In other words, the PCE counts your spending when you pay for:
- durable goods such as cars and washing machines;
- non-durable goods such as pizza;
- services such as interest and money transfer fees; and
- when an insurance company or a charity pays on Americans’ behalf.
The BEA releases the Personal Income and Outlays report which contains:
- Personal income: the sum of money collectively received by the USA residents;
- Disposable income: the amount of money that residents can spend after taxes;
- Personal consumption expenditure (PCE): is the change in the amount of money that American residents spend in a given month compared to the previous month;
- PCE price index: is an index for measuring inflation and the Federal Reserve prefers it over CPI; and
- Core PCE: is the PCE minus food and energy prices.
The Personal Consumption Expenditures Index is somewhat similar to the Consumer Price Index. Both measure changes in prices or inflation. However, they are measured from different points of view. You read their differences at the end of this article. Now continue reading.
Importance of Personal Consumption Expenditures
The PCE reflects changes in consumer behavior regarding goods and services. It shows consumer responses to the economic condition. Consumers increase their spending if they feel good about the economy and decrease if they feel insecure.
According to the BEA, the consumer spending constitutes about two-thirds of the Gross Domestic Product (GDP), making it a key index for economic decisions. So, it is used to forecast economic growth.
Moreover, the BEA prefers the PCE to measure inflation because it has some better qualities than the CPI. You will read the difference between the CPI and consumer spending at the end of this article.
In addition, investors follow this indicator to predict government monetary policy and fiscal policy. For example, too much increase in the Personal Consumption Expenditures may lead to a higher inflation rate. The central bank response may respond maybe raising the interest rate.
However, a targeted increase in the PCE reading is a positive sign as it indicates that the economy is under control.
A higher PCE reading than the forecasted value can have a positive impact on the US Dollar and the US stock market. The opposite may happen if it decreases.
But, this report generally has a mild impact due to being released with a month lag and the data on retail sales being released about two weeks earlier.
Personal Consumption Expenditures Historical Data
The following graph shows the historical data on consumer spending from 1960 to 2023.
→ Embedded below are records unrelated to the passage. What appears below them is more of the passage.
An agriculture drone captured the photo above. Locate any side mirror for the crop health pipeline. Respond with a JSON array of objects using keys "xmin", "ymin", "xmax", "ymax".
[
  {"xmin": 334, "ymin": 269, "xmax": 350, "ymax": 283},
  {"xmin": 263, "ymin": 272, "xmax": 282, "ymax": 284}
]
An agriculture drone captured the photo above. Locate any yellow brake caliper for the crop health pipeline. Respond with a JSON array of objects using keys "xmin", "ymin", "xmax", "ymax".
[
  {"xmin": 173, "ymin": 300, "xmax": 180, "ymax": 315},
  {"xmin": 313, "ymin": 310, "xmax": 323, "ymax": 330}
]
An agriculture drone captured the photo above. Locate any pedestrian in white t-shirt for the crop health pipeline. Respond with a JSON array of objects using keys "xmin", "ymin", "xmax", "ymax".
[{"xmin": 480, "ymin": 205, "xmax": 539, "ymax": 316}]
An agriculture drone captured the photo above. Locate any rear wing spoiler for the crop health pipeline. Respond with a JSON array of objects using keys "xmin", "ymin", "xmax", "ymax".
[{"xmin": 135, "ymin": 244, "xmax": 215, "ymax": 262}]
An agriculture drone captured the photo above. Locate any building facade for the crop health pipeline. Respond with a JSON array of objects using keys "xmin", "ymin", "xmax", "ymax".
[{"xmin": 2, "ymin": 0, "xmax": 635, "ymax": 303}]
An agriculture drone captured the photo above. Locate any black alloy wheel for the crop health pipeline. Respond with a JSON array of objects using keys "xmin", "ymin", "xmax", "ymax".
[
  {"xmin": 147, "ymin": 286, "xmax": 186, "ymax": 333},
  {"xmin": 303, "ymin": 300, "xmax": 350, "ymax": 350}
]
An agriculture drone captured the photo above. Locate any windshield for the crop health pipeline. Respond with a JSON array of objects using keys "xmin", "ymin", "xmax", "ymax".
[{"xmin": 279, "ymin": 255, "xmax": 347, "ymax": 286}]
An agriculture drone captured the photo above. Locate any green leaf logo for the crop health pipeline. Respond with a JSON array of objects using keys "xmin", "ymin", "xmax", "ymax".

Differences between PCE and CPI
In the US, the Personal Consumption Expenditures (PCE) and the Consumer Price Index (CPI) are the two primary
measures of the prices that consumers pay for goods and services.
But their calculations and surveys vary. So, they tend to behave differently over time.
Here are three major differences between the PCE and the CPI.
Number | Differences | Personal Consumption Expenditures | Consumer Price Index (CPI) |
---|---|---|---|
1 | Formula | The PCE index is based on a Fisher-Ideal formula. | The CPI index is an average based on a Laspeyres price index formula. |
2 | Survey | For the calculation of PCE, businesses such as retailers are surveyed. | For the calculation of CPI, consumers are surveyed. |
3 | Scope | The PCE measures the price change of goods and services that households and others (insurance companies and charities) pay for them. | The CPI measures the price change of goods and services that households pay. |
Bottom Line
The Personal Consumption Expenditures (PCE) indicator, known as consumer spending, the amount of money that US residents and those who paid on their behalf in a given month.
Because consumption accounts for over 60% of the US GDP, analyzing this data is crucial for investors. However, due to a month lag in publishing data, it has a minimal impact on the Forex and stock market.
The PCE is used to construct the PCE Index, forecast GDP, and calculate the inflation rate.